The Single Most Prevalent Misinterpretation of Bayes’ Rule

December 20 - 2018

We thank Alexander Ly for constructive comments on an earlier draft of this post.

Bayes’ rule tells us how to learn from experience, that is, by updating our knowledge about the world using relative predictive performance: hypotheses that predicted the data relatively well receive a boost in credibility, whereas hypotheses that predicted the data relatively poorly suffer a decline (e.g., Wagenmakers et al., 2016). This predictive updating principle holds for propositions, hypotheses, models, and parameters: every time, our uncertainty is updated using the same mathematical operation. Take for instance the learning process involving just two models, $\mathcal{M}$ ₁ and $\mathcal{M}$ ₂ (but note that these may equally well refer to parameter values, say $\theta$ ₁ and $\theta$ ₂, within a single model). The odds form of Bayes’ rule yields

$\underbrace{ \frac{p(\mathcal{M}_1 \mid \text{data})}{p(\mathcal{M}_2 \mid \text{data})}}_{\substack{\text{Posterior uncertainty}\\ \text{about the world}} } = \underbrace{ \frac{p(\mathcal{M}_1)}{p(\mathcal{M}_2)}}_{\substack{\text{Prior uncertainty}\\ \text{about the world}} } \times \,\,\,\,\,\,\, \underbrace{ \frac{p(\text{data} \mid \mathcal{M}_1)}{p(\text{data} \mid \mathcal{M}_2)}}_{\substack{\text{Predictive}\\ \text{updating factor} } }.$

This equation shows that the change from prior odds to posterior odds is brought about by a predictive updating factor that, for model selection, is widely known as the Bayes factor (e.g., Etz & Wagenmakers, 2017) So we have prior knowledge, we use it to make predictions, and the adequacy of these predictions drives an optimal, cyclical learning process that is visualized in the figure below:

Bayesian learning can be conceptualized as a cyclical process of updating knowledge in response to prediction errors. The prediction step is deductive, and the updating step is inductive. For a detailed account see Chapters XI and XII in Jevons (1874/1913).

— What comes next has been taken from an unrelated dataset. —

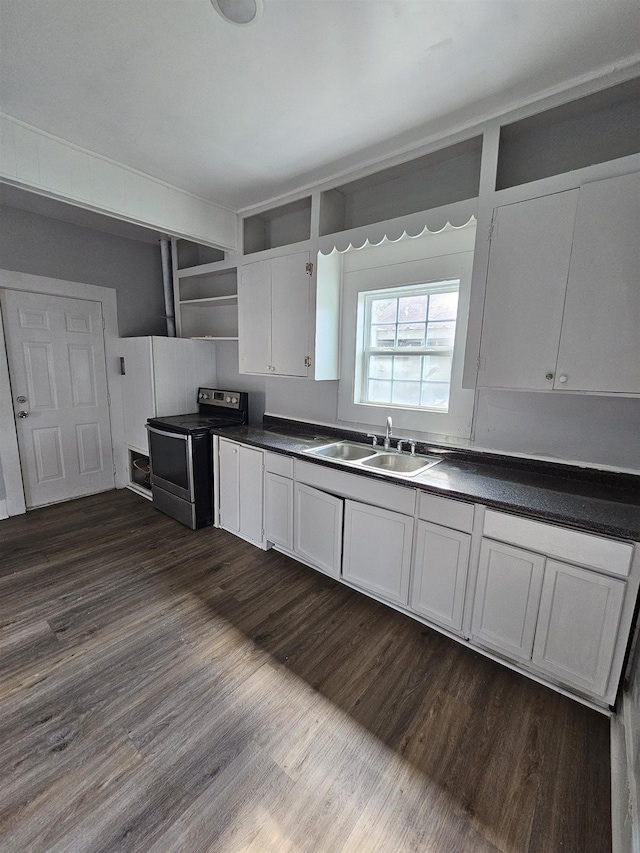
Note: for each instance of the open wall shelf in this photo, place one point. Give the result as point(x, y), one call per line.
point(585, 132)
point(433, 180)
point(280, 226)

Intuitive and elegant, the Bayesian formalism does not seem to leave much room for grotesque misinterpretation concerning, for instance, hypothetical data sets with imaginary results that depend on intentions accessible only to the experimenter at the time of data collection (e.g., Berger & Wolpert, 1988). We present the algorithm again, in words:

$\substack{\text{\normalsize{Present uncertainty}}\\ \text{\normalsize{about the world}}} \, = \, \substack{\text{\normalsize{Past uncertainty}}\\ \text{\normalsize{about the world}}} \,\,\, \times \,\, \substack{\text{\normalsize{Predictive}}\\ \text{\normalsize{updating factor}}}$

The most common misinterpretation is to confuse the predictive updating factor, that is, the evidence, with the end result — the present uncertainty. If $\mathcal{M}$ ₁ predicted the data five times better than $\mathcal{M}$ ₂, this emphatically does not mean that $\mathcal{M}$ ₁ is now five times more plausible than $\mathcal{M}$ ₂. That interpretation is valid only when the two models were equally plausible a priori (i.e., the prior odds are 1). This may seem like an inconsequential mistake to make, but it is fundamental. What the predictive updating factor or Bayes factor tells us is the degree to which the data should shift our opinion; it is the evidence that is provided by the data. But our final opinion may be very different from the evidence. A few brief examples follow:

Example 1: The Data Provide No Evidence At All

Billy Bob, a history undergrad, needs to write a report on whether the 1969 Apollo 11 moon landing was real news ( $\mathcal{M}$ ₁; a hypothesis that Billy Bob deems highly plausible a priori) or fake news ( $\mathcal{M}$ ₂; a hypothesis that Billy Bob deems highly implausible a priori). Instead of preparing in earnest, Billy Bob spends all his time playing Mario Kart 8 Deluxe with his friends. Billy Bob’s Mario Kart scores are equally likely under $\mathcal{M}$ ₁ and $\mathcal{M}$ ₂, and hence the predictive updating factor is 1: we have not learned anything and the data can be said to be predictively irrelevant. But it would be a grave and obvious mistake to conclude from Billy Bob’s scores that we have learned that, since the Bayes factor is 1, $\mathcal{M}$ ₁ and $\mathcal{M}$ ₂ are now equally plausible. The next example features data that are predictively relevant.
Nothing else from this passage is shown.